Effect of PI3K-mediated Nrf2 Phosphorylated Activation in Quercetin in Inhibiting Clivorine-induced Hepatotoxicity
10.13422/j.cnki.syfjx.20190423
- VernacularTitle: PI3K介导的Nrf2磷酸化激活在槲皮素抑制山岗橐吾碱肝细胞毒性中的作用
- Author:
Zhan-xia HAO
1
;
Liang SHI
1
;
Bin LU
1
;
Li-li JI
1
Author Information
1. Key Laboratory for Standardization of Chinese Medicines under Ministry of Education, Shanghai Key Laboratory for Compound Chinese Medicines, Institute of Chinese Materia Medica, Shanghai University of Traditional Chinese Medicine, Shanghai 201203, China
- Publication Type:Research Article
- Keywords:
quercetin;
phosphoinositide-3-kinase;
nuclear factor E2-related factor 2;
hepatotoxicity;
clivorine
- From:
Chinese Journal of Experimental Traditional Medical Formulae
2019;25(5):112-118
- CountryChina
- Language:Chinese
-
Abstract:
Objective: To observe the effect of phosphoinositide-3-kinase (PI3K)-mediated nuclear factor E2-related factor 2 (Nrf2) phosphorylated activation in quercetin (Quer) in prohibiting clivorine (Cliv)-induced cytotoxicity in L-02 cells.

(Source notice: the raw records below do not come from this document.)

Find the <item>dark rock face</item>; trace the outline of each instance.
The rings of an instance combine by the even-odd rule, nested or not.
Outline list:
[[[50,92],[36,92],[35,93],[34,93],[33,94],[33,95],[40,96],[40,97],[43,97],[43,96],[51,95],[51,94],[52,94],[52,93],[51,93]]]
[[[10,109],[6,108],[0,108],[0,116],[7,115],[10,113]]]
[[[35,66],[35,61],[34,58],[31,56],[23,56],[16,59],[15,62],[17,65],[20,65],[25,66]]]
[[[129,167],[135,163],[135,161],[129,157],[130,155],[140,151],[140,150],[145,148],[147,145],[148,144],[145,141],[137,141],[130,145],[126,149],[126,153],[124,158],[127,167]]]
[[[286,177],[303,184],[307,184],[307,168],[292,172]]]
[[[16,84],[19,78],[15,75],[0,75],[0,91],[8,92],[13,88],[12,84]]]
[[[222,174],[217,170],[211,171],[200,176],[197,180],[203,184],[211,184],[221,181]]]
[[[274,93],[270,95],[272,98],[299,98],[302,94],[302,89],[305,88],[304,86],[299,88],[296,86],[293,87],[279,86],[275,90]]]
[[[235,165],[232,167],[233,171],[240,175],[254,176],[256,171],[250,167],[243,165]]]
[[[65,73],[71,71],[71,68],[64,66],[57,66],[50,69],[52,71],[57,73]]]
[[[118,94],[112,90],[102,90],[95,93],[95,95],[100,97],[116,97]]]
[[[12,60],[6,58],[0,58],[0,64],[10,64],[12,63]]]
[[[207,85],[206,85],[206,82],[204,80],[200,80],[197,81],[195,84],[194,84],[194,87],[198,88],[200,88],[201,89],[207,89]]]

Method: Human normal liver L-02 cells were pre-incubated with Quer (1, 10, 25, 50 μmol·L-1) for 15 min, and then incubated with Cliv (50 μmol·L-1) for 48 h. The cell viability was evaluated by thiazolam blue(MTT) assay. Cellular reactive oxygen species (ROS) and reduced glutathione (GSH) were detected. The transcriptional activation of Nrf2 was measured by dual-luciferase reporter assay. The phosphorylation of Nrf2 and PI3K was measured by Western blot, and downstream genes, including heme oxygenase 1 (Hmox1), NADPH:quinone oxidoreductase 1 (Nqo1), catalytic subunit of glutamate-cysteine ligase (Gclc), modifier subunit of glutamate-cysteine ligase (Gclm), were measured by Real-time PCR. Result: Quer (10, 25, 50 μmol·L-1) reversed Cliv-induced decreased cell viability (P<0.05), GSH (P<0.05) and ROS levels (P<0.01). Quer induced phosphorylation of PI3K (P<0.05). Quer induced phosphorylation and subsequent transcriptional activation of Nrf2 (P<0.05), and enhanced mRNA expressions of Nrf2 downstream genes (P<0.05). The increased Hmox1 mRNA expression was reduced by PI3K inhibitor LY294002 (LY) (P<0.01). Conclusion: Quer alleviates Cliv-induced hepatotoxicity by inducing Nrf2 phosphorylated activation, and PI3K plays an important role in regulating Quer-induced Nrf2 phosphorylated activation.